成田空港的入境大厅里,荧光灯把每个人的脸照成一种发青的白。
周斌拖着登机箱排了四十分钟的队。
前面是三个从台北同机来的旅行团,举着小旗子,穿着统一的外套。
他夹在中间,像一滴油漂在水面上——不属于任何群体,也没有人来认领。
入境审查官翻他的护照时多看了两眼:三十一天签证,住址栏填的是台东区千束的一处民宅,不是酒店。
检查官抬头,用日语问了一句什么。
周斌听懂了‘滞在目的’这个词——AV里没有出现过,但日剧里有。
他张开嘴,第一反应是‘観光’,出口变成了英文:『Sightseeing。』检查官没有再问,啪一声盖了章。
Skyliner的指定席车厢里暖气开得太足。
周斌脱了外套抱在怀里,额头贴着车窗玻璃。
玻璃是凉的,列车加速时微微震动,从他的颧骨传到太阳穴。
窗外千叶县的住宅区正以八十公里的时速向后撤退——灰瓦屋顶、小片菜地、偶尔一闪而过的罗森便利店蓝色招牌。
光线正在变暗。
日本十月的日落比台北早,他来之前查过:东京今天日落时间是16点49分。
现在列车电子显示屏上跳着16点32分。
他从裤袋里掏出手机。
解锁。
LINE的聊天界面上,最近一条消息来自‘千束·立花’——头像是只白猫,白色长毛、蓝眼睛,侧脸趴在榻榻米上,阳光从画面右侧斜入。

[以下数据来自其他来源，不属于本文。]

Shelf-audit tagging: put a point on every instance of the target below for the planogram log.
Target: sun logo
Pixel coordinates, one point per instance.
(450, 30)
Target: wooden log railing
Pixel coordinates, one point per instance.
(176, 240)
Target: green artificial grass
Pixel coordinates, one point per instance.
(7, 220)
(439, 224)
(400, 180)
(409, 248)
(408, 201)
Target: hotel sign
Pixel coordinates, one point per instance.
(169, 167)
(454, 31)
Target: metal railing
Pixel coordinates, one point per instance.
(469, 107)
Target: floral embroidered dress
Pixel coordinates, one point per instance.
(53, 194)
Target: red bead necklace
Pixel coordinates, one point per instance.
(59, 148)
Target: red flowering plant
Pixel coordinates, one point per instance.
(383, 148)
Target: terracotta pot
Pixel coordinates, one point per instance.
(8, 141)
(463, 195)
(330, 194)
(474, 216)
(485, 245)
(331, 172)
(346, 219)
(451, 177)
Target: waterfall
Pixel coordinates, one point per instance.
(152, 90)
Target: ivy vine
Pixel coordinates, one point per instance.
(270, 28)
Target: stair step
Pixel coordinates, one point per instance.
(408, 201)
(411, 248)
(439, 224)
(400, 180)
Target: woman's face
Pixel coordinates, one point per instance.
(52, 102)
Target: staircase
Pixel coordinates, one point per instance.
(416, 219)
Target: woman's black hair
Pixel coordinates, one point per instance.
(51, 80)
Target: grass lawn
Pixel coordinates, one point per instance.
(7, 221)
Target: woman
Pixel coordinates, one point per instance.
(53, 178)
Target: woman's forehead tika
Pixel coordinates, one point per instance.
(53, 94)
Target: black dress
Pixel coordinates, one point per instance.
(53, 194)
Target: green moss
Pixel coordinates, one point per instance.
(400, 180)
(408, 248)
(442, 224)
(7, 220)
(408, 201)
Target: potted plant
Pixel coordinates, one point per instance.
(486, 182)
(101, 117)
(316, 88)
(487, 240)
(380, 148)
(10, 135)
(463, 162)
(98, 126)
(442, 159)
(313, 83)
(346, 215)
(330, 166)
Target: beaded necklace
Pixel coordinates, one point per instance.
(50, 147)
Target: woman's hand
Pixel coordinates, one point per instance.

他上周存了这个头像,之后每次打开LINE都会多看一眼。
消息内容只有两行:
“日暮里駅から歩いて十五分くらい。着いたら连络して。”
(从日暮里站走路大概十五分钟。到了联系我。)
“気をつけて。”
(路上小心。)
他读了太多遍,已经不需要翻译。但此刻在车厢的荧光灯下重新点开,他的拇指在那只白猫上停了两秒——然后退出,锁屏。
车厢对面的座位上,一个穿西装的日本中年男人膝盖上摊着体育报纸,头条标题是巨人队昨天输球的比分。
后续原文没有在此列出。